ランズデールの、できたてほやほやの新作。アメリカでも1月に刊行されたばかりだというのに、邦訳は3月刊。訳者の方はさぞ大変だったのではないだろうか。
13歳の少年の夏休みを描いた物語だ。家の裏で見つけた、古い手紙と日記の束。そこから13年前に起きた殺人事件のことを知った彼は、その真相を突き止めようとする。
■第一印象
語り手が少年時代を回想するという形式は、『ボトムズ』と同じ。そんなわけで、おいおいまた『ボトムズ』ですか、というのが第一印象。ただし、1930年代という時代を背景にした『ボトムズ』に比べると、1958年のできごとを語る本書のほうが、ランズデール自身の少年時代により近いだろう。
冒頭、主人公の父親がある街のドライヴイン・シアターを買い取り、一家がその街に引っ越してくることになる。ドライヴイン・シアターというものが若き日のランズデールにとって大きな存在だったことは、『モンスター・ドライヴイン』なんて作品からもうかがえる。

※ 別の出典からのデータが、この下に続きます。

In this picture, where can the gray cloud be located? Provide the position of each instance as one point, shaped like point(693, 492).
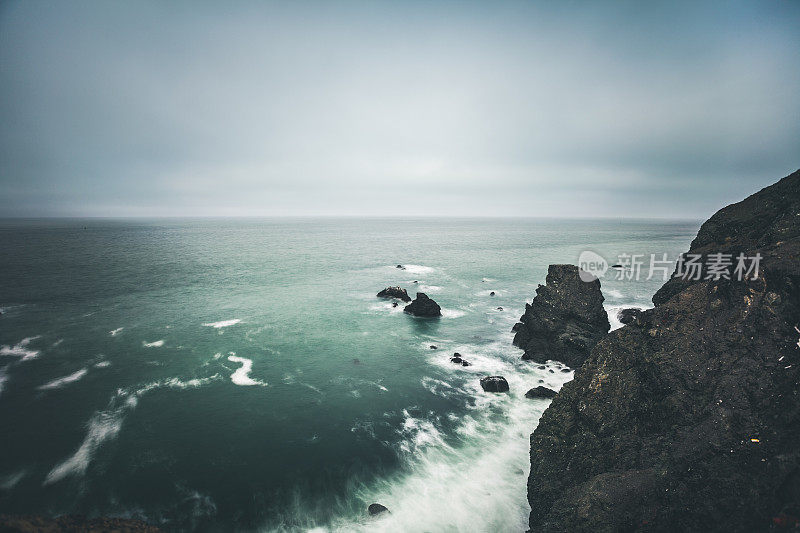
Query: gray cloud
point(574, 109)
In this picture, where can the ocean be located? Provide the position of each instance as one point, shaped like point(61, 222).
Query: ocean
point(241, 375)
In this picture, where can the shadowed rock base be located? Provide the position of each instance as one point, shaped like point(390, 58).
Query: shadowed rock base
point(688, 419)
point(72, 524)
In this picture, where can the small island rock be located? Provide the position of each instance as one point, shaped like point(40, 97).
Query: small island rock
point(395, 292)
point(423, 306)
point(494, 384)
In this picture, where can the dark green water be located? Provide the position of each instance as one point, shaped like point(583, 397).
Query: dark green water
point(124, 347)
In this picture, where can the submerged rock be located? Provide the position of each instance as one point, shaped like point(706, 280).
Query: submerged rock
point(541, 392)
point(494, 384)
point(690, 421)
point(565, 320)
point(395, 292)
point(376, 508)
point(626, 316)
point(423, 306)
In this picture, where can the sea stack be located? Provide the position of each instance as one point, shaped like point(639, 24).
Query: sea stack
point(688, 419)
point(423, 306)
point(494, 384)
point(395, 292)
point(565, 320)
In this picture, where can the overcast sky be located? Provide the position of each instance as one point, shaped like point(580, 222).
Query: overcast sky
point(395, 108)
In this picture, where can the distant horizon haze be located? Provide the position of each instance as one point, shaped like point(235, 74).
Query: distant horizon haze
point(399, 109)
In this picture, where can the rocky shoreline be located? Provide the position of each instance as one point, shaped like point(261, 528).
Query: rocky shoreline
point(687, 418)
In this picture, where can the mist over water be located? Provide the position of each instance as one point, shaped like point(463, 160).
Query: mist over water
point(241, 374)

やっぱりこれは、ランズデール版『少年時代』なのだろうか。『ボトムズ』も同じ回想形式だったけど、あちらの語り手はランズデールよりも上の世代だ。
■読み終えて
実際、「またボトムズか」と感じさせるところはあった。ただしこの作品のほうが、主人公と周囲の人々との関わりあいや、さまざまなできごとを通じての少年の成長といったものが、より鮮明に描かれている。

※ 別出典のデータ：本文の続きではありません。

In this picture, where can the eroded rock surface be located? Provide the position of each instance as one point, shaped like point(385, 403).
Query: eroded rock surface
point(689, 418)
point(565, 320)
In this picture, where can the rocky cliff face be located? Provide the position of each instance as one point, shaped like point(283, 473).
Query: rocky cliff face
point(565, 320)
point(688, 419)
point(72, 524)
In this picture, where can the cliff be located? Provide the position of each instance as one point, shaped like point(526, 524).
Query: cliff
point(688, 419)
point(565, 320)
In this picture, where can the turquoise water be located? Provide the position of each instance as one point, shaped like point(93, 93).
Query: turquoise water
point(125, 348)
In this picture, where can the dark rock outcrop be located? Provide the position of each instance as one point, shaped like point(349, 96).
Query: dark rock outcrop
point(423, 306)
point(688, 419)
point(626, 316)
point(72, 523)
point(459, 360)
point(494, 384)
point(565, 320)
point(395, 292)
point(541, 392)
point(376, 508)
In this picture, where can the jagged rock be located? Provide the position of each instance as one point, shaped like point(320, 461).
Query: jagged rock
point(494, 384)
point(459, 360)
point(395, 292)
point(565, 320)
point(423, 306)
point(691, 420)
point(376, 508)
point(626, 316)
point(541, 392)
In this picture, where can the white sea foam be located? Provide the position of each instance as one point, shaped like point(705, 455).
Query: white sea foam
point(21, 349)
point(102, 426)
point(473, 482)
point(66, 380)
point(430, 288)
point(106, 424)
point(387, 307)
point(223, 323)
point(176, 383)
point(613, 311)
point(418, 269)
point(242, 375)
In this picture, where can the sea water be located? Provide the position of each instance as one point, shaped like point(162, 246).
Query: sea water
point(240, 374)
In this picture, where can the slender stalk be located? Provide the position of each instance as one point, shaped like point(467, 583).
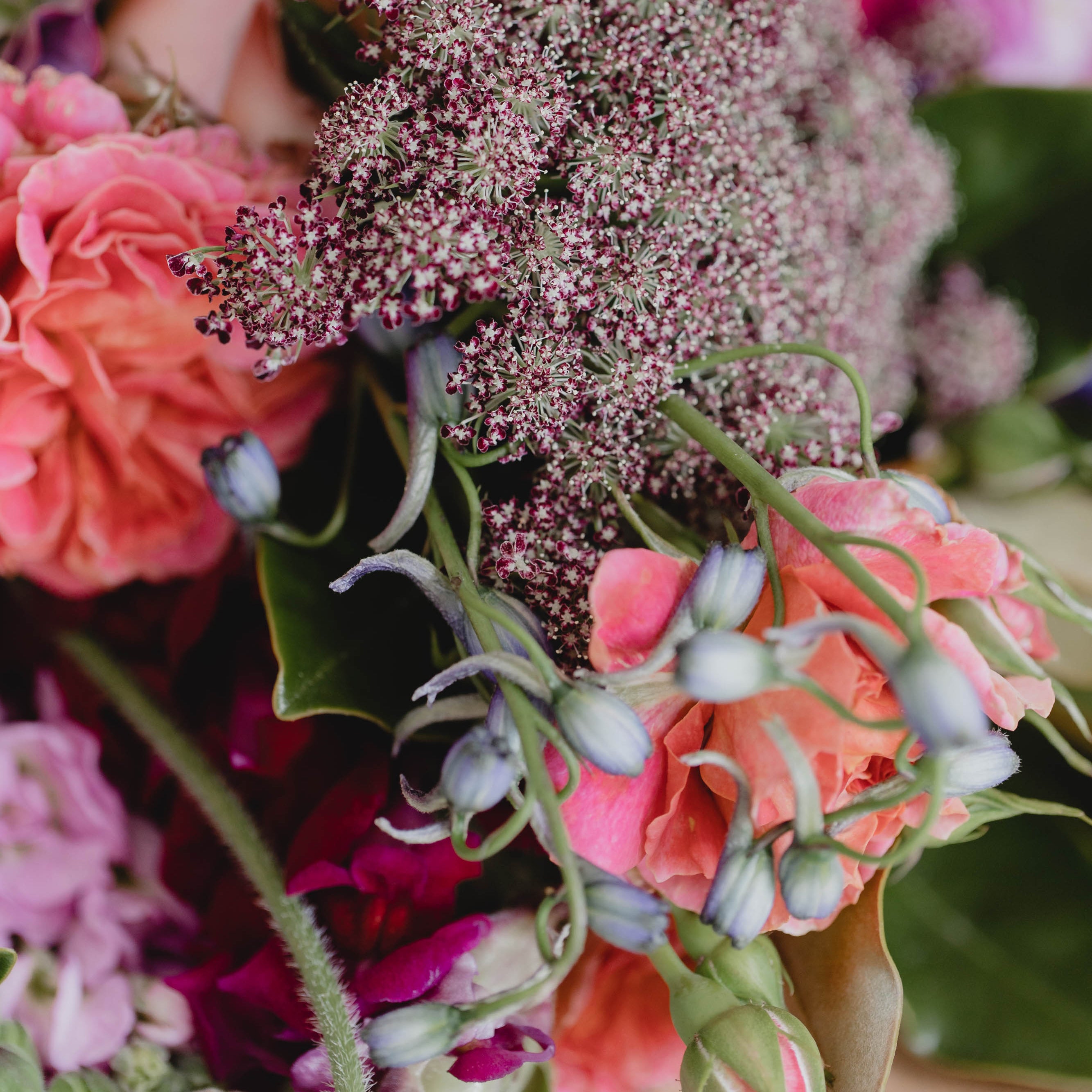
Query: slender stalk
point(762, 526)
point(291, 916)
point(294, 536)
point(473, 508)
point(766, 487)
point(801, 349)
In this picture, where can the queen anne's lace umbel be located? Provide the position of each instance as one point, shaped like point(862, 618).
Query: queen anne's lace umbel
point(633, 185)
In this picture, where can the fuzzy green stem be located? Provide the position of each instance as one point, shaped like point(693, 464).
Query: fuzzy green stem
point(293, 536)
point(766, 487)
point(766, 542)
point(749, 352)
point(291, 916)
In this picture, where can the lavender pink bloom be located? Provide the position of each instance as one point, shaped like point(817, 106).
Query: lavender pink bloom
point(80, 893)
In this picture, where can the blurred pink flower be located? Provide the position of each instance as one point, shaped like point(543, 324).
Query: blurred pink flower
point(80, 890)
point(1035, 43)
point(107, 392)
point(228, 59)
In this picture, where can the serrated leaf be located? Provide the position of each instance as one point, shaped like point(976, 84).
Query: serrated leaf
point(993, 939)
point(848, 992)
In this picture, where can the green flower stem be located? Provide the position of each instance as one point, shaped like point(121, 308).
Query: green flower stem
point(291, 916)
point(762, 525)
point(749, 352)
point(293, 536)
point(807, 684)
point(473, 508)
point(648, 536)
point(766, 487)
point(934, 769)
point(503, 837)
point(921, 585)
point(523, 712)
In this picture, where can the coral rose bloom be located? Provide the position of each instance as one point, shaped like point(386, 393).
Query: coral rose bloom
point(671, 821)
point(107, 392)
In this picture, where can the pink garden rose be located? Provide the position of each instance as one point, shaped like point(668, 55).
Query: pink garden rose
point(107, 392)
point(79, 893)
point(671, 821)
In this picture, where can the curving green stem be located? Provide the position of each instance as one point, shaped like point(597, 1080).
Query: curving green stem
point(500, 839)
point(766, 542)
point(335, 1013)
point(766, 487)
point(523, 712)
point(801, 349)
point(293, 536)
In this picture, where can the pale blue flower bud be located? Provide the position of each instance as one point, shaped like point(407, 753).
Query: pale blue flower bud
point(726, 588)
point(622, 914)
point(602, 729)
point(723, 667)
point(479, 771)
point(812, 880)
point(983, 766)
point(938, 700)
point(411, 1034)
point(922, 495)
point(742, 896)
point(243, 479)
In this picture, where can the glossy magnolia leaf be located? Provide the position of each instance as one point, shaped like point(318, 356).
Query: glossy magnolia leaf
point(848, 992)
point(353, 653)
point(993, 939)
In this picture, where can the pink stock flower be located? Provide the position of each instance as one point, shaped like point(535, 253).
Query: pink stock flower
point(107, 392)
point(79, 893)
point(671, 821)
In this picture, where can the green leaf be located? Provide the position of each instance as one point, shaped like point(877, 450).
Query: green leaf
point(993, 939)
point(84, 1080)
point(848, 992)
point(994, 804)
point(20, 1068)
point(350, 653)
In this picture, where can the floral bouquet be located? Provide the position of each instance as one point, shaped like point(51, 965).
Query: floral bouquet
point(622, 659)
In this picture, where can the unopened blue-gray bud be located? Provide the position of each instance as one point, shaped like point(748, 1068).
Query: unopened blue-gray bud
point(723, 667)
point(812, 880)
point(742, 896)
point(923, 495)
point(938, 700)
point(479, 770)
point(243, 479)
point(411, 1034)
point(603, 729)
point(726, 587)
point(980, 767)
point(623, 914)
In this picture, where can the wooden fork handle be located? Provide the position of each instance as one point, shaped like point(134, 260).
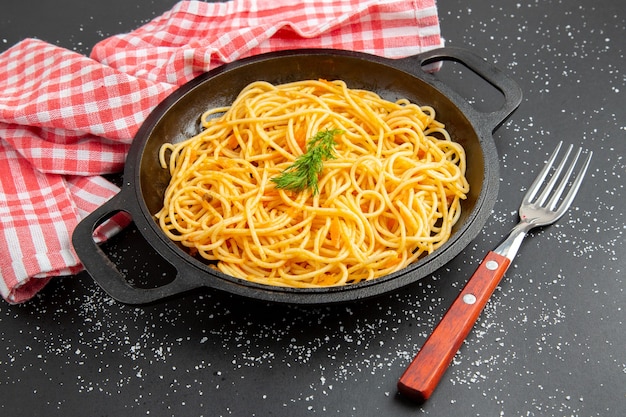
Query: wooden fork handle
point(423, 374)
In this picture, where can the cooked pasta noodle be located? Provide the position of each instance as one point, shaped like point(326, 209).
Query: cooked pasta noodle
point(391, 195)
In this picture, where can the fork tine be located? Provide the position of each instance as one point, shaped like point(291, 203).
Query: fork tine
point(575, 185)
point(548, 189)
point(536, 185)
point(554, 198)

この間までサンタクロースの存在を信じていた少年が、欲望や妄執に憑かれた人間の醜さを目の当たりにする。そんな凄惨な物語でありながら寒々しさを感じさせないのは、主人公を取り巻く人々のおかげだろう。欠点はあるけれども主人公にとっては大切な家族、あるいは家族も同然の黒人の家政婦といった面々だ。
ひときわ印象深いのが、アル中の黒人映写技師バスター。主人公にとって、友人であると同時に、人生の師のような存在でもある。「師」でありながら、自分をまともにコントロールできない飲んだくれのろくでなしであるというあたり、ランズデール作品ならではの登場人物である。
ランズデール作品の多くは、剥き出しの暴力や悪意に彩られた、荒々しい物語だ。時に悲痛な結末を迎えることもある。でも、その読後感は決して陰惨ではない。それは、ランズデールの真摯な姿勢によるものだ。時に残酷なこともある世の中というものをあるがままに受け止めて、正面から対峙する姿勢。本書での、少年を支える大人たちも、そんな真摯な姿勢の持ち主だ。
ランズデールの作品が手放しのハッピーエンドでしめくくられることはあまりない。にもかかわらず、どこかポジティヴなものを感じさせるのは、そういう力強さによるものだろう。